Аббат «разочаровывал Амелию в ее возлюбленном». Цель Кейроша в «Преступлении падре Амаро» — также разочаровать читателя, нет, не в жизни, которой писатель поклонялся во всех ее проявлениях до последнего часа. Кейрош стремится разочаровать читателя в романтизме. Кейрош подвергает романтизм не менее беспощадной критике, нежели религиозное ханжество. Романтизм, подобно религиозному экстазу, извращает, искажает естественное движение чувства, подменяет реальные радости и горести реальной жизни фальшивыми страданиями и восторгами. Сближение, отождествление романтизма и святошества — особая, совершенно оригинальная черта романа Кейроша, то неповторимо национальное, что он внес в разработку темы «воспитания чувств», начатой Флобером.

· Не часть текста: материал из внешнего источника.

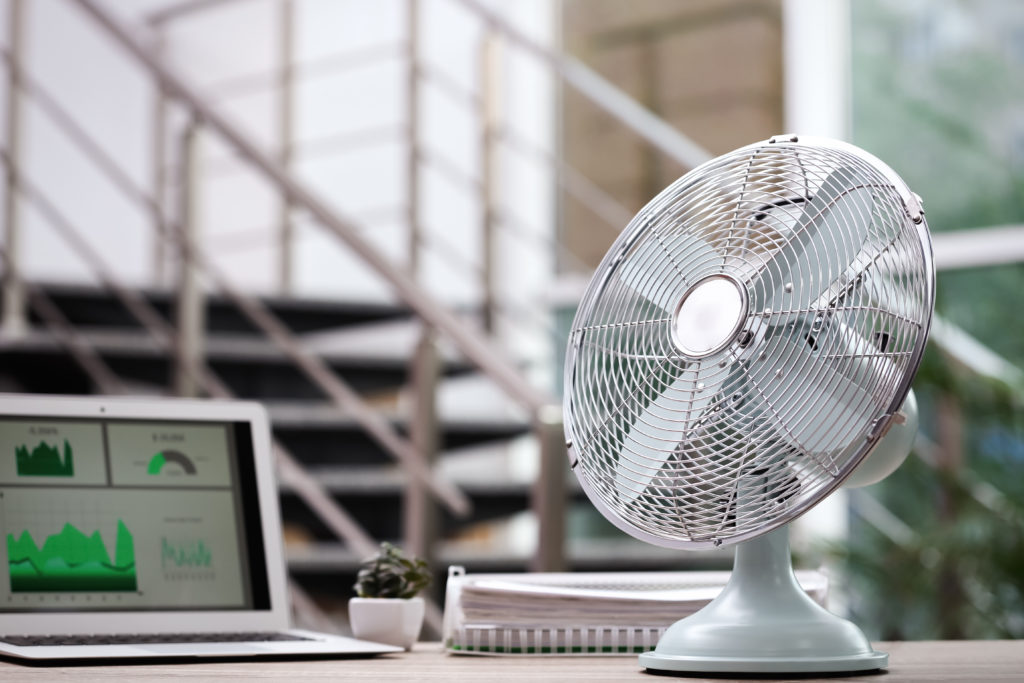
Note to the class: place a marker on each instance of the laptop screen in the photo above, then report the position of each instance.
(122, 515)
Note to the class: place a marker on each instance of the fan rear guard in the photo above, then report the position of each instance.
(747, 340)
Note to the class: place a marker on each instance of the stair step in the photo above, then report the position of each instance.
(95, 306)
(503, 469)
(252, 367)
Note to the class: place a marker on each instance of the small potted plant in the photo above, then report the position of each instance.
(387, 609)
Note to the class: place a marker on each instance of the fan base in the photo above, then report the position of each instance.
(763, 622)
(852, 664)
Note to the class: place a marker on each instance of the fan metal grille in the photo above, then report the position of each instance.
(689, 451)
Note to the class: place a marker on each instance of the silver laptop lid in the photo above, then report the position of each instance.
(137, 515)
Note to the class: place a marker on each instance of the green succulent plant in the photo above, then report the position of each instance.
(390, 574)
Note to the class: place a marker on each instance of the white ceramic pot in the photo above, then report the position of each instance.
(392, 621)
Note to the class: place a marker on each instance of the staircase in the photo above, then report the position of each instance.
(359, 394)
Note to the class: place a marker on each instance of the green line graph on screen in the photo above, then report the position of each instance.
(44, 460)
(70, 561)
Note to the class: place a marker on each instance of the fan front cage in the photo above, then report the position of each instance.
(745, 341)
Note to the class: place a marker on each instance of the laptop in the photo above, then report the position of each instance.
(140, 527)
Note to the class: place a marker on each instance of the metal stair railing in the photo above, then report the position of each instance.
(290, 470)
(484, 356)
(90, 360)
(249, 305)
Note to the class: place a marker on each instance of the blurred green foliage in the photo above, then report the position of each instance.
(938, 92)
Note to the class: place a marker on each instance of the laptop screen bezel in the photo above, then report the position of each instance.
(275, 617)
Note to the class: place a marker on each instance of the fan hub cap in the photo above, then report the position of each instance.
(709, 316)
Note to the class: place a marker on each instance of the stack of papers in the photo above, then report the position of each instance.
(579, 613)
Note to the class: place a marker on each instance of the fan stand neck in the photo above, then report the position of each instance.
(764, 623)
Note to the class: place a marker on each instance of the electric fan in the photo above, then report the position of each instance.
(744, 347)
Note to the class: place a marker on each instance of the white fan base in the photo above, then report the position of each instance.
(763, 622)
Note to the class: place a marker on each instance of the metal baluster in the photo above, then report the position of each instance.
(14, 318)
(286, 132)
(190, 311)
(420, 515)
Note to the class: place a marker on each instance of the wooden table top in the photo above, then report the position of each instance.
(925, 660)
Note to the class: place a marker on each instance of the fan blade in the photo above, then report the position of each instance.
(652, 268)
(819, 389)
(656, 432)
(821, 248)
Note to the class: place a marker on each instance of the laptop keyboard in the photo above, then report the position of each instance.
(151, 638)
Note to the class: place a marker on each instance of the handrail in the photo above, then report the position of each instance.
(478, 350)
(161, 332)
(339, 391)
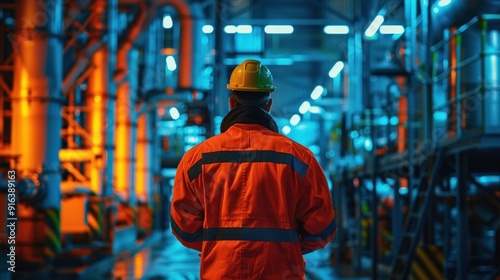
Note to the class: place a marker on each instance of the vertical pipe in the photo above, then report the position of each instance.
(126, 125)
(462, 216)
(100, 97)
(145, 158)
(448, 267)
(37, 93)
(426, 109)
(36, 107)
(458, 87)
(220, 75)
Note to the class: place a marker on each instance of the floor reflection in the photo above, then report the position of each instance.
(168, 259)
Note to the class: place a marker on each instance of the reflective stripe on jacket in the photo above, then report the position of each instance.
(252, 201)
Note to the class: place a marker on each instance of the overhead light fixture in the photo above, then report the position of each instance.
(295, 119)
(336, 29)
(392, 29)
(317, 92)
(304, 107)
(443, 3)
(230, 29)
(167, 22)
(244, 29)
(286, 130)
(374, 26)
(174, 113)
(207, 29)
(171, 65)
(315, 109)
(278, 29)
(335, 71)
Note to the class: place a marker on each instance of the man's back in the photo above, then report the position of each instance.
(252, 201)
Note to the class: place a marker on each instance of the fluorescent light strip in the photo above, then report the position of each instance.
(244, 29)
(167, 22)
(304, 107)
(286, 130)
(207, 29)
(174, 113)
(392, 29)
(317, 92)
(171, 65)
(443, 3)
(230, 29)
(336, 29)
(278, 29)
(335, 71)
(294, 120)
(374, 26)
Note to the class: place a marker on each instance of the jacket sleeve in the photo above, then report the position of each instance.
(315, 214)
(187, 213)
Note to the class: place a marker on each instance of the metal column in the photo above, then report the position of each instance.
(36, 105)
(100, 97)
(462, 216)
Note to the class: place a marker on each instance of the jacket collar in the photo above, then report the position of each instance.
(250, 115)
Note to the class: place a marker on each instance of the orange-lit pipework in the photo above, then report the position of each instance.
(37, 93)
(125, 110)
(186, 46)
(100, 99)
(144, 152)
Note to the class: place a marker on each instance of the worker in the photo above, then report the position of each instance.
(250, 199)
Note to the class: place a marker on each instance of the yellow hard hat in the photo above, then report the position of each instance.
(251, 75)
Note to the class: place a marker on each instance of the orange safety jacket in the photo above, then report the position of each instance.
(252, 201)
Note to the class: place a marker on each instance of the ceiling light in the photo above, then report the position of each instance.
(171, 65)
(335, 71)
(244, 29)
(230, 29)
(286, 130)
(167, 22)
(294, 120)
(174, 113)
(317, 92)
(374, 26)
(392, 29)
(207, 29)
(278, 29)
(336, 29)
(304, 107)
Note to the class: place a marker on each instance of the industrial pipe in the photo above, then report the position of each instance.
(37, 93)
(145, 156)
(457, 13)
(100, 97)
(189, 47)
(126, 120)
(36, 122)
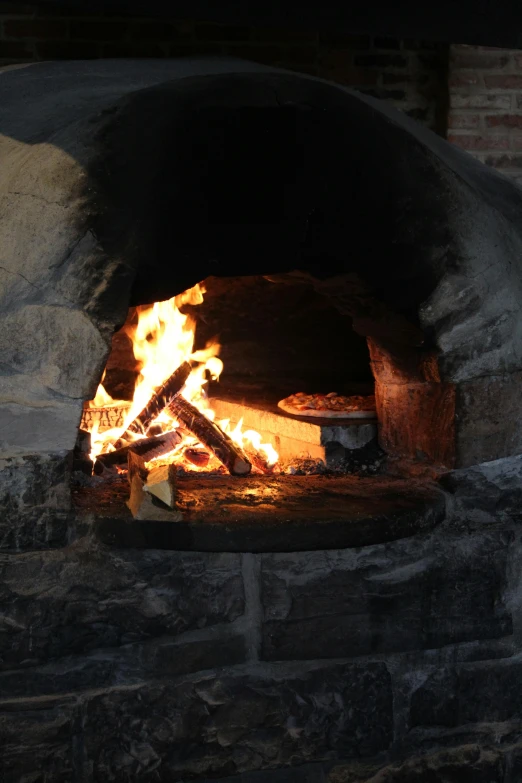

Следов полемики с романтизмом в романе — множество. Начать с того, что Кейрош представляет Амелию не только усердной прихожанкой, но и читательницей «романов с продолжениями» — тех самых, что пародировались Эсой в «Тайне Синтрской дороги». В романах этих мирно соседствовали мещанское умиление радостями «законного брака» и восхищение роковой силой страсти, толкающей скучающую мещанку к адюльтеру (так и в душе Амелии преспокойно уживаются влечение к Амаро и мечта о браке с Жоаном Эдуардо). А только ли одни священные книжицы читал Амаро в семинарии? Ведь едва лишь прикоснувшись к быту аристократического дома в Лиссабоне, он увидел в нем образ «жизни, похожей на роман». Эта «романтическая» жизнь, в которой он в одеянии прелата исповедует изысканную графиню, ощущая над ее душой полную свою власть, неизменно присутствует в его сознании. Пока же графиня недоступна, приходится довольствоваться провинциалкой Амелией… Приходится посвящать ей романтические вирши:
Ты помнишь ли ту прелесть ночи дивной,когда луна с небес сияла нам?.. — и т. д.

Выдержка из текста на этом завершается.